American journalist and meteorologist (born 1968)

Robert Mark Marciano (born June 25, 1968) is an American journalist and senior national weather correspondent for CBS News. He previously worked at ABC News from 2014 until 2024.

Marciano first gained prominence as a meteorologist and occasional reporter and substitute anchor for CNN Worldwide in its Atlanta headquarters.

Before joining ABC News, Marciano worked at Entertainment Tonight, where he co-anchored the nightly 30-minute edition of the program as well as the 60-minute weekend edition. He left ET in late August 2014 after 20 months to take a position with ABC.

==Background==
Marciano was born in Glenville, Connecticut, and received a bachelor's degree in meteorology from Cornell University. He holds the American Meteorological Society Seal of Approval, and he is a Certified Broadcast Meteorologist (CBM). He is of Italian and German ancestry.

==Career==
From 1994 to 1997, he worked as a morning and, then, chief meteorologist for KPLC-TV in Lake Charles, Louisiana and later served as a weather anchor for WVIT Connecticut News 30 in West Hartford, Connecticut. In 1997 he became chief meteorologist for KATU-TV and 750 KXL News Radio in Portland, Oregon, until leaving in 2003, when he joined CNN in May of that year.

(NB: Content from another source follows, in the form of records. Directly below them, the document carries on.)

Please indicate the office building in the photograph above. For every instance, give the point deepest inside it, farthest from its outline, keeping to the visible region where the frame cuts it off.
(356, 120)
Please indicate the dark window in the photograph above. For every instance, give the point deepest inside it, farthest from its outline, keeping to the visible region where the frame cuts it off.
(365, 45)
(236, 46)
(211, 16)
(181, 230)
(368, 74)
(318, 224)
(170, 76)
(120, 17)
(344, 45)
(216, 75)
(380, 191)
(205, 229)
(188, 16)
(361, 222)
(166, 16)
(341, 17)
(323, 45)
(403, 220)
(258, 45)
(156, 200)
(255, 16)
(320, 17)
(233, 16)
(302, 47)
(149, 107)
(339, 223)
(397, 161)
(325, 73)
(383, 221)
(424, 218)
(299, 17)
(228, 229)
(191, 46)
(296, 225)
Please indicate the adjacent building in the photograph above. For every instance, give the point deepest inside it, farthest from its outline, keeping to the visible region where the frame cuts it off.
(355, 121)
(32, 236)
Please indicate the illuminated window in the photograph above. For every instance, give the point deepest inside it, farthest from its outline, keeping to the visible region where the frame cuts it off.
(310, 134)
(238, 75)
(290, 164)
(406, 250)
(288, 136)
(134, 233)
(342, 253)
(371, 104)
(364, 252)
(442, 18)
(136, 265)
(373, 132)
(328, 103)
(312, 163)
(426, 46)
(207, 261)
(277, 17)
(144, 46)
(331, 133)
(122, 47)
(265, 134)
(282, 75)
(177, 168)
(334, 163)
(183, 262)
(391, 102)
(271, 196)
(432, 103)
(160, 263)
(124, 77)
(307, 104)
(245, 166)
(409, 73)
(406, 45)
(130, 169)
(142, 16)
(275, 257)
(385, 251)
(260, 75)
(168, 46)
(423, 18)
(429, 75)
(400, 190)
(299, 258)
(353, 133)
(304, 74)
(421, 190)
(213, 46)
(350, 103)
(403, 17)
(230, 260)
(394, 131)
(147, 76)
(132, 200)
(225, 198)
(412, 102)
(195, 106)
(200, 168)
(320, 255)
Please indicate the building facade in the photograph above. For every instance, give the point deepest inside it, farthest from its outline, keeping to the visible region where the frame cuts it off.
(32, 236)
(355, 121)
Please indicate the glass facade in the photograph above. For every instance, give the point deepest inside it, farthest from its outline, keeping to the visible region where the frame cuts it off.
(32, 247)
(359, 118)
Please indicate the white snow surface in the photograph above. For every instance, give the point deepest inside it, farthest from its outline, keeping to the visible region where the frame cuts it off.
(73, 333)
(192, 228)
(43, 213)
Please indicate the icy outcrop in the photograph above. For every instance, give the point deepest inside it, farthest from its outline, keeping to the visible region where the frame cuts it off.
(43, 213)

On November 12, 2012, Marciano was announced as a new co-anchor for Entertainment Tonight, which he would begin doing in January 2013. The choice followed a long search period for a new co-anchor to host the program with Nancy O'Dell, a search that began when Mark Steines left the series after eight years as the primary co-anchor. Marciano bid farewell to CNN viewers on Early Start and Starting Point on December 21, 2012.

On July 19, 2014, ABC News announced that Marciano would become the network's senior meteorologist. He joined Good Morning America Weekend and reported on the latest weather headlines throughout the week. He worked with Ginger Zee and the Extreme Weather Team for weather coverage across all ABC News broadcasts and platforms. His final co-hosting of Entertainment Tonight was Wednesday, August 27, 2014, and he debuted on GMA Saturday, September 6, 2014.

On April 30, 2024, Marciano was reportedly fired after what news reports called "anger management issues" and "allegedly inappropriate behaviors."

In October 2024, Marciano joined CBS News, with his first report airing on October 8, 2024 on the CBS Evening News.

==Personal life==
Marciano is an avid outdoorsman and a major sports fan. He married a successful real estate agent, Eryn Elizabeth Woodburn, in 2010. However, they separated in 2021 and initiated divorce proceedings in 2022. They have one daughter, Madelynn, and one son, Mason.